You would NOT be obliged to pay for her care if she claims she has no money. Don't let her con you into believing you could be financially responsible for her. It simply isn't the case.

middleoftheroadlife · 10/02/2023 16:13

Don't be sorry thepatron. We've never been that close tbh for different reasons and us children see through some of it ( not all). Yes, I think I'm a little resentful she's had everything on a plate without having to work or struggle but this attitude that she's hard up and tells me constantly how she's got no money just makes me annoyed.

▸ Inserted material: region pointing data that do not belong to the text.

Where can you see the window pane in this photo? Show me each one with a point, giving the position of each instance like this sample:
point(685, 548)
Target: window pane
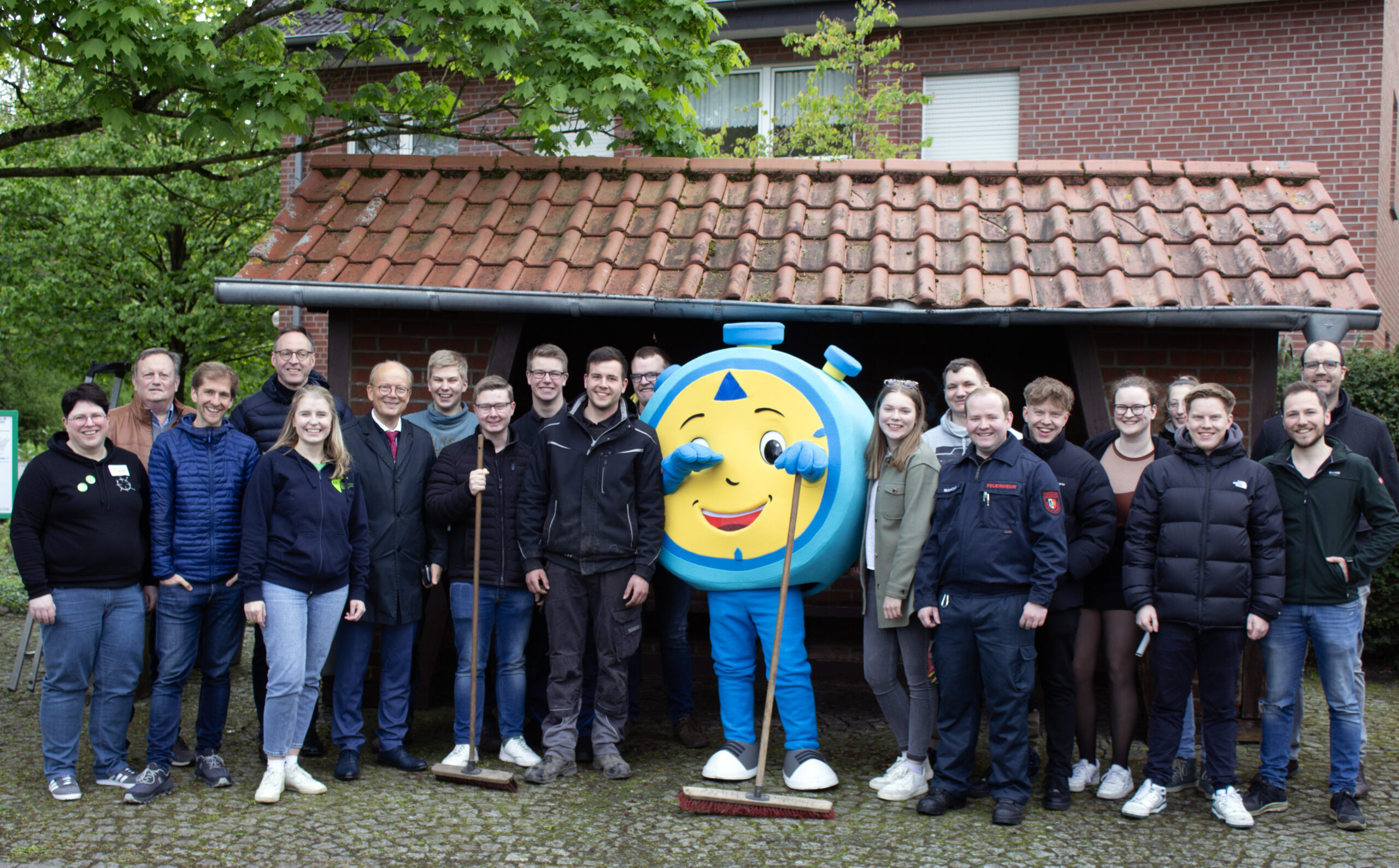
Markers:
point(730, 101)
point(790, 83)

I'd rather have a poor, genuine parent who is straightforward and honest.

I've not been well recently. Actually been through a 2 week cancer pathway with a lot of stress. During that time, she was here and my daughter caught her crying downstairs. I asked my daughter what she was crying about thinking she might be upset about my health. My daughter said she was crying because one of the builders pulled out and she'd have to wait to find another one.
Thankfully no cancer was found afterwards but we didn't know this at the time and I was feeling awful. Her kitchen was more important. And BTW, the kitchen already installed was new and just put in by the owner before sale.
It's too dark for her so obviously this is essential and urgent work!

OP posts:
FictionalCharacter · 10/02/2023 17:30

my daughter caught her crying downstairs. I asked my daughter what she was crying about thinking she might be upset about my health. My daughter said she was crying because one of the builders pulled out and she'd have to wait to find another one.
That is absolutely awful. Please don’t feel obliged to indulge this dreadful woman any longer.

Elieza · 10/02/2023 17:40

Have a look at the website yourself. I imagine it will say that she has to be on pension credit or income under x amount per year.

Then, once she realises she doesn’t fit the requirements, remind her she will get done for fraud if she pretends that she earns a pittance and they will catch her out when they go to view her bank statements and savings account.

The penny should then drop and she should realise that a cash investment is required.

Tell her your gas and electric direct debit has gone up and you’re not in a position to be spending money on taxis anymore. You could let her have a few showers and then advise that the water bill will be going up due to increased useage so she’ll have to contribute if she wishes to continue.

it’s highly likely that she will play the aggrieved mother though. Sorry.

middleoftheroadlife · 10/02/2023 19:47

Yes, it does Elieza. I hope they do look at her accounts and statements for the past 3-6 months and work it out for themselves. No doubt she'll find a way around it though.